Goncalves declined to comment and a representative from Cleveland-Cliffs did not respond to a request for comment. Nippon Steel and the Treasury Department, which leads CFIUS, also declined to comment. U.S. Steel said the company will continue to fight for this deal in response to questions for this story. The White House said neither Goncalves nor his comments played a role in Biden's decision to kill the deal. It said on Friday that the proposed purchase presented national security concerns.

JP Morgan declined to comment, but a note to clients summarizing its March 2024 industrials conference mentions the event with Goncalves, saying "management reiterated its expectation that the deal will not close." A participant in the call confirmed Goncalves' forecast Biden would soon take aim at the deal.

While Goncalves made similar comments about the deal to analysts on three earnings calls this year, his private remarks made throughout 2024 about the deal process show the extent of his effort to cast doubt on Nippon's bid for U.S. Steel.
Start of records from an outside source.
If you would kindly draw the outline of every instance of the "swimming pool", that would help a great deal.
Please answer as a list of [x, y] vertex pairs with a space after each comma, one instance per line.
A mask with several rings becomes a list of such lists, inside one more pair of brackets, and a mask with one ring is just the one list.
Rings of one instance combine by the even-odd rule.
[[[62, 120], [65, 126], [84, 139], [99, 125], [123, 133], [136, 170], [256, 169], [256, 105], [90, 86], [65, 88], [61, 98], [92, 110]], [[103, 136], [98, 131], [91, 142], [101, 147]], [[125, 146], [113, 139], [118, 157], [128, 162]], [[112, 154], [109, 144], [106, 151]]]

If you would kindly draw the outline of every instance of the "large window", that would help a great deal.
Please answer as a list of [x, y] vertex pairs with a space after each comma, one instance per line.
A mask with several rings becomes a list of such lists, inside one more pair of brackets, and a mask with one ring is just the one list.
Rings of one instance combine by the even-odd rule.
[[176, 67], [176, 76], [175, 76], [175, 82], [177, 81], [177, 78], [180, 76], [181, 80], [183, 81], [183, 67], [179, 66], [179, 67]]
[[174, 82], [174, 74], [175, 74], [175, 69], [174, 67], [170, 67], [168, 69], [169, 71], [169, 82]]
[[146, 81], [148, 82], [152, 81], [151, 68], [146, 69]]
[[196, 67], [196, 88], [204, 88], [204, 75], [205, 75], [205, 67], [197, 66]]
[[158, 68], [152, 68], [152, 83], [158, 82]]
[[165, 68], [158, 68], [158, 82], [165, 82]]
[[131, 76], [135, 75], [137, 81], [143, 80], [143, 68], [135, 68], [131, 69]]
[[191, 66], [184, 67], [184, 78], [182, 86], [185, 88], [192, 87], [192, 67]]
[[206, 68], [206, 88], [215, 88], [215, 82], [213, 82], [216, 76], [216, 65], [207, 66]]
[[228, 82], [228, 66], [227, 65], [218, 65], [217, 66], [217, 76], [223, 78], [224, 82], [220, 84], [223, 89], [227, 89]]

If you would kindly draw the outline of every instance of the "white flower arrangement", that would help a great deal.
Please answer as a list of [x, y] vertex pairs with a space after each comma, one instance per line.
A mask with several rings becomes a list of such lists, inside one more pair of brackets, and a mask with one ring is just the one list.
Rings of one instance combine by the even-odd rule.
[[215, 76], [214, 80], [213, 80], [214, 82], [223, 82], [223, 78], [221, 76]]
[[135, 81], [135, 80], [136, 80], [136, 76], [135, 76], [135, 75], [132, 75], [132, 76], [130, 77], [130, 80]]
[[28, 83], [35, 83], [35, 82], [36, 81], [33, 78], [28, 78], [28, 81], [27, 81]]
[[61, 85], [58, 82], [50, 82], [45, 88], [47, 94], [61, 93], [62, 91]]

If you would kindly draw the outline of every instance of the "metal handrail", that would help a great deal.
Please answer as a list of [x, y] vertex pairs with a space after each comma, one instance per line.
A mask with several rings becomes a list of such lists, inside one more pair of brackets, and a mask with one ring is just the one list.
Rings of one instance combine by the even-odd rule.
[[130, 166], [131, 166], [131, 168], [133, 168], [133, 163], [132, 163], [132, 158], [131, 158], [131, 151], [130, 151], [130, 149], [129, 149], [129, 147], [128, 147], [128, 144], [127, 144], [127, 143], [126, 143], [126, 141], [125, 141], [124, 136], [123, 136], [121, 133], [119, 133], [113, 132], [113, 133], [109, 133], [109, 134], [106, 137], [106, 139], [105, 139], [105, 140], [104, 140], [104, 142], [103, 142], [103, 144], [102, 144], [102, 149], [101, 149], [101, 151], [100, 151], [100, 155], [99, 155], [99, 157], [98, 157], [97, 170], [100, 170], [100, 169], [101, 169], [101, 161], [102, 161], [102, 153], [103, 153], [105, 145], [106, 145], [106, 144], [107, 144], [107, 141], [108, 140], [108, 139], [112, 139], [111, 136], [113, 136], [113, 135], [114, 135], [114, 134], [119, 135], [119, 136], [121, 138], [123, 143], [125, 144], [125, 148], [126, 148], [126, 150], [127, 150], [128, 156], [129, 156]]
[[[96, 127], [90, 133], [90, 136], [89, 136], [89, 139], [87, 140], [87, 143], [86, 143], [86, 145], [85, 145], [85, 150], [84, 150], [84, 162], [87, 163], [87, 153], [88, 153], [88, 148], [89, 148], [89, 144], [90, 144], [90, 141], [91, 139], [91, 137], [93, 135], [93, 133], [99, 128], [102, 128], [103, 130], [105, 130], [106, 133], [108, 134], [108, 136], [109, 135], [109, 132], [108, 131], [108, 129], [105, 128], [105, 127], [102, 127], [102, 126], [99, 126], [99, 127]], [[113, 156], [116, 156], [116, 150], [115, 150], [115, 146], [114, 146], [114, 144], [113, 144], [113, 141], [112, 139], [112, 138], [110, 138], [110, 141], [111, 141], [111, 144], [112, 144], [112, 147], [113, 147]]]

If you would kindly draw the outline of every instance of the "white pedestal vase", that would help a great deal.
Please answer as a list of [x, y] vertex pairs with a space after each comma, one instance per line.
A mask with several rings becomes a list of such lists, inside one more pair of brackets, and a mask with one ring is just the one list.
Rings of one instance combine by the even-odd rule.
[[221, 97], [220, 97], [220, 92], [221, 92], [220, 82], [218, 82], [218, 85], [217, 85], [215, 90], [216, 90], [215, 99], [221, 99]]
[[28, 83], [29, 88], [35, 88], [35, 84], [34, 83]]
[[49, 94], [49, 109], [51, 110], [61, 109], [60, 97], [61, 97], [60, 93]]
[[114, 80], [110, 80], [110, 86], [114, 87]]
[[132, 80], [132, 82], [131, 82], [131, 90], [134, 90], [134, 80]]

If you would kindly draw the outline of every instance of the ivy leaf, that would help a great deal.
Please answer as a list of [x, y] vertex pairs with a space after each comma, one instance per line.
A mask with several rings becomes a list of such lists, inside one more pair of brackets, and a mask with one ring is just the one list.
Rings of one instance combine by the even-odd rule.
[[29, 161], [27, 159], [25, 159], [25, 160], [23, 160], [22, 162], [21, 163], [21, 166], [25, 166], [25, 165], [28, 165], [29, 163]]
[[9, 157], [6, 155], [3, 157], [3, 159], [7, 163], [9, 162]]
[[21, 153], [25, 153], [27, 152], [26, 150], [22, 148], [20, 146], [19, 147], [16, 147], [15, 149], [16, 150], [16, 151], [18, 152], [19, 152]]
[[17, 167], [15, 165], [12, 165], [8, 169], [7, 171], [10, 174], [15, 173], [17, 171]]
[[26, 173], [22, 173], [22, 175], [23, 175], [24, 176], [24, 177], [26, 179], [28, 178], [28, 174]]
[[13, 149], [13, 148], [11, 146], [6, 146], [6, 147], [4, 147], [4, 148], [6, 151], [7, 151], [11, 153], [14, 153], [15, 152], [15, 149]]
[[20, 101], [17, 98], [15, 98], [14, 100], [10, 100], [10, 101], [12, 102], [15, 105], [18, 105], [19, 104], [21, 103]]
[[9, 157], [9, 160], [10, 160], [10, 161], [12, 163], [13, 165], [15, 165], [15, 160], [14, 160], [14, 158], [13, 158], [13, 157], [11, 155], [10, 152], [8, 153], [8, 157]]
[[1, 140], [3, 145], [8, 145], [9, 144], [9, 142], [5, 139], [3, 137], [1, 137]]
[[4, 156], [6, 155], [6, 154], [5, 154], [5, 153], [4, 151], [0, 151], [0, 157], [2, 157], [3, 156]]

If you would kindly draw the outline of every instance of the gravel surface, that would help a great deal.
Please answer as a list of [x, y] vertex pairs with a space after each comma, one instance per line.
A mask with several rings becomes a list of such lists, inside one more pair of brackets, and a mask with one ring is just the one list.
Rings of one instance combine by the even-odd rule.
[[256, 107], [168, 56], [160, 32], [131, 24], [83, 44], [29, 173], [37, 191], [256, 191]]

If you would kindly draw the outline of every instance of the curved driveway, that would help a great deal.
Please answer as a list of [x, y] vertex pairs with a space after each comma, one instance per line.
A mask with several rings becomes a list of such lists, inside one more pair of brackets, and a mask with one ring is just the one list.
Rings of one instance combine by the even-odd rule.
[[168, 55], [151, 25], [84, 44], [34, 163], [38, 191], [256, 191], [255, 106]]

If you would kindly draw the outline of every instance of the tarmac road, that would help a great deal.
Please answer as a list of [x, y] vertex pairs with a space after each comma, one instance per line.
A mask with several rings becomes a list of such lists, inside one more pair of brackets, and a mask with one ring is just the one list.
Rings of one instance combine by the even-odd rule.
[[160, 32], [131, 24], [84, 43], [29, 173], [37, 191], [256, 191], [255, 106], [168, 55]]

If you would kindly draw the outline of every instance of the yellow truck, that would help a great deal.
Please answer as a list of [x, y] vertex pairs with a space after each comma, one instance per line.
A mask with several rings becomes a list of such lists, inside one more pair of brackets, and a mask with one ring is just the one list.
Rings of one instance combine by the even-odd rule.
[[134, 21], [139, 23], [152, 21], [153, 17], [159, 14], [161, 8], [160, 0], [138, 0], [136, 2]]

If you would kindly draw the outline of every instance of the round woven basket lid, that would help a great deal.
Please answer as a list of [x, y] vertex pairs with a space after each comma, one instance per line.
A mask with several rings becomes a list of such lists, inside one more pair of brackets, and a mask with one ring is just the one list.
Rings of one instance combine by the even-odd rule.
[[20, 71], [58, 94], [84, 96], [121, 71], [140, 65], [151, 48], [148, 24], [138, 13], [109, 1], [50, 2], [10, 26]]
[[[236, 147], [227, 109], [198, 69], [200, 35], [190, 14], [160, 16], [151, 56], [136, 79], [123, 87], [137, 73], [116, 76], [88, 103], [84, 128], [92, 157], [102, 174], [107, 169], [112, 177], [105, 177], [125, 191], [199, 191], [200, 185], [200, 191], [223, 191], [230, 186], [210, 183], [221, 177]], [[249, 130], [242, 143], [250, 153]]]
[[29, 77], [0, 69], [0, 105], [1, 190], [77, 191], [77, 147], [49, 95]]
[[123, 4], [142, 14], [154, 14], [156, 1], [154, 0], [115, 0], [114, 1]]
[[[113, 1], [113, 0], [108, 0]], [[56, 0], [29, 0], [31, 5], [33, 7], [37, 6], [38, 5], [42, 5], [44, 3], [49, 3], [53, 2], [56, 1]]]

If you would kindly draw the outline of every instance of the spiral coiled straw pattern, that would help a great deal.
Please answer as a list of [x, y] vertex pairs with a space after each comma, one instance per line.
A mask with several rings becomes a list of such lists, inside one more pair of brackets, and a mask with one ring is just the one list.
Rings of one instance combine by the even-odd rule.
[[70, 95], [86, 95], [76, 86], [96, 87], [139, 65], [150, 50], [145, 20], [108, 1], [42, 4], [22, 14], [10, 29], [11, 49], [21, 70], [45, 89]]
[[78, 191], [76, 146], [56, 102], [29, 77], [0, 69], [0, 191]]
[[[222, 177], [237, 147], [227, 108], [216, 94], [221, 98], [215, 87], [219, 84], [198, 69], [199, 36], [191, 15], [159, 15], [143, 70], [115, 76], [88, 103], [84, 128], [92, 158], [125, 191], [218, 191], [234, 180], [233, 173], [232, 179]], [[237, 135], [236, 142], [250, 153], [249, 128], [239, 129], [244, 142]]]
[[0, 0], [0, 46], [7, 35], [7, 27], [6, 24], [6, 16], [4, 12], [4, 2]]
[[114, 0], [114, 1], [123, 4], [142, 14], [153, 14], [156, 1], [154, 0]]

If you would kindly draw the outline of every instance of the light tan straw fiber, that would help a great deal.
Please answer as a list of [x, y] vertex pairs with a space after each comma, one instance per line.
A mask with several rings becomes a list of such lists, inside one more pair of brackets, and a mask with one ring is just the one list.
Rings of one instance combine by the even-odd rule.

His comments sometimes preceded drops in the U.S. Steel share price, Nippon Steel and U.S. Steel told CFIUS.

Cleveland-Cliffs has previously expressed interest in making another bid.

The steelmaker, which has been led by Brazilian-born Goncalves for over a decade, made the unsolicited bid for U.S. Steel with support from the United Steelworkers union, arguing the companies combined would "create a lower-cost, more innovative, and stronger domestic supplier."

But U.S. Steel raised concerns a tie-up with Cleveland-Cliffs risked being shot down by antitrust regulators because it would consolidate the supply of steel to U.S. automakers and put up to 95% of U.S. iron ore production under the control of one company. U.S. Steel's board rejected the offer.

Nippon Steel's December all-cash offer was valued at twice Cleveland-Cliffs' price, and Nippon later promised to revitalize U.S. Steel's aging mills with investment from an allied nation.

But the offer became politicized, with both Biden and Republican President-Elect Donald Trump pledging to kill the deal as they wooed voters in the swing state of Pennsylvania where U.S. Steel is headquartered.

Trump and Biden both asserted the company should remain American-owned after USW President David McCall expressed his opposition to the tie-up.

Biden's objections led to "impermissible undue influence" from the White House on CFIUS's national security review of the tie-up, the companies alleged in a letter obtained by Reuters last month that also contained the summaries of the investor calls with Goncalves.

Goncalves previously disputed CFIUS was considering the merits of the deal.

In a March 15 call with a top investor in U.S. Steel confirmed by a participant in the call, he said, "[T]here's no process. This is not going to be a process. CFIUS is just cover for a President to kill a deal. CFIUS is a bunch of bureaucrats, second and third level, inside the cabinet...It means the President can do whatever he wants."